Ele diz que pode entregar a placa no Brasil. “Tem como entregar em São Paulo?”, pergunta o repórter. “Quando pessoa chega lá, aí ele tem de estar lá para receber”, responde o vendedor.

O esquema é tão bom que Tchá diz também que brasileiros revendem as máquinas deles já montadas. “Pessoa na Bahia pega a minha máquina. Aí e eu pensando que ele está comprando máquina. Não, ele está vendendo”, conta.

Tchá vende tanto as máquinas inteiras como as placas e as peças. Uma das peças é chamada de noteiro. É o aparelho que faz a leitura das cédulas de real. Mas, segundo o vendedor, é arriscado tentar entrar no Brasil com essa peça contrabandeada. “Você passar noteiro é perigoso”, alerta.

O noteiro só pode ser importado com autorização da Receita Federal. Mesmo assim, Tchá diz que tem revendedor no Brasil. “Você pode comprar com meu parceiro lá em São Paulo”, orienta.

O Fantástico não fechou negócio com esse vendedor. Até bem pouco tempo, negociações como esta começavam no Paraguai e terminavam no Brasil, com a entrega de um caça-níqueis completo. Só que os criminosos se especializaram e hoje muitos entregam apenas a memória, uma placa onde o jogo está gravado. Ela tem um volume muito menor e é mais fácil de transportar.

Os criminosos podem comprar as máquinas em sites brasileiros de compras. Falamos ao telefone com um vendedor que anuncia em um site. “A partir de confirmado o pedido é que eu começo a montar”, diz o vendedor, que conta como despacha o caça-níqueis semipronto.

“O mais seguro que eu estou fazendo, eu fiz no Espírito Santo e vou fazer em Manaus, é mandar as peças separadas. O gabinete por empresa de ônibus, que é só madeira, e as peças, pelo correio”, conta.

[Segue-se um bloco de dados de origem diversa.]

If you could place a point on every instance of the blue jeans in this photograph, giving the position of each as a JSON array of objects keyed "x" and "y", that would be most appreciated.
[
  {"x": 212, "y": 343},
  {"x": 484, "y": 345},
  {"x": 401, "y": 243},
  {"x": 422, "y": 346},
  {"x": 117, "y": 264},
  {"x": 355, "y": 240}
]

Mas nós combinamos de receber a máquina já montada. O vendedor diz que não existe motivo para preocupação. Segundo ele, se a polícia descobrir a transação e o comprador acabar condenado na Justiça, a pena será leve. “Não dá nada mais sério. Contravenção, se der alguma coisa, é pagamento de cesta básica. É coisa besta”, comenta.

Com essa história, ele engana os compradores. A Justiça passou a enquadrar os donos de caça-níqueis nos crimes de contrabando e descaminho, porque as máquinas contêm peças importadas ilegalmente.

“A pena era de um crime que a gente podia chamar de um menor potencial ofensivo, até dois anos. Agora a pena vai até seis anos de reclusão dando prisão imediata para quem se aventurar”, afirma o delegado da Polícia Civil do Rio de Janeiro, Rafael Willis.

Para adquirir a máquina anunciada em um site brasileiro, fizemos um depósito de R$ 150 em uma lotérica de Brasília. O caça-níqueis vai ser entregue em São Paulo em mãos. Chegamos local combinado: o estacionamento de um shopping da maior cidade do país.

De cara, o vendedor diz que a máquina já está programada para dar a metade do valor apostado. Se quiser, essa programação pode ser alterada. “Ela já está com 50%, mas se você achar que ela está comendo muito ou soltando muito, aí você me dá um toque”, afirma.

Agora ele usa um plástico para tapar o caça-níqueis, que nós vamos transportar em um carro, no porta-malas. Fazemos o pagamento. Com mais os R$ 150 do depósito, a máquina sai por R$ 1.250.

Segundo a Polícia Federal, o montador das máquinas caça-níqueis está praticando contrabando e descaminho, o mesmo crime cometido pelos administradores dos sites que vendem essas máquinas.

“Aqueles que se valerem da internet para desenvolver uma atividade ilícita estará incorrendo nos crimes previstos na lei”, afirma Marcelo Duarte, delegado da Polícia Federal do Rio de Janeiro.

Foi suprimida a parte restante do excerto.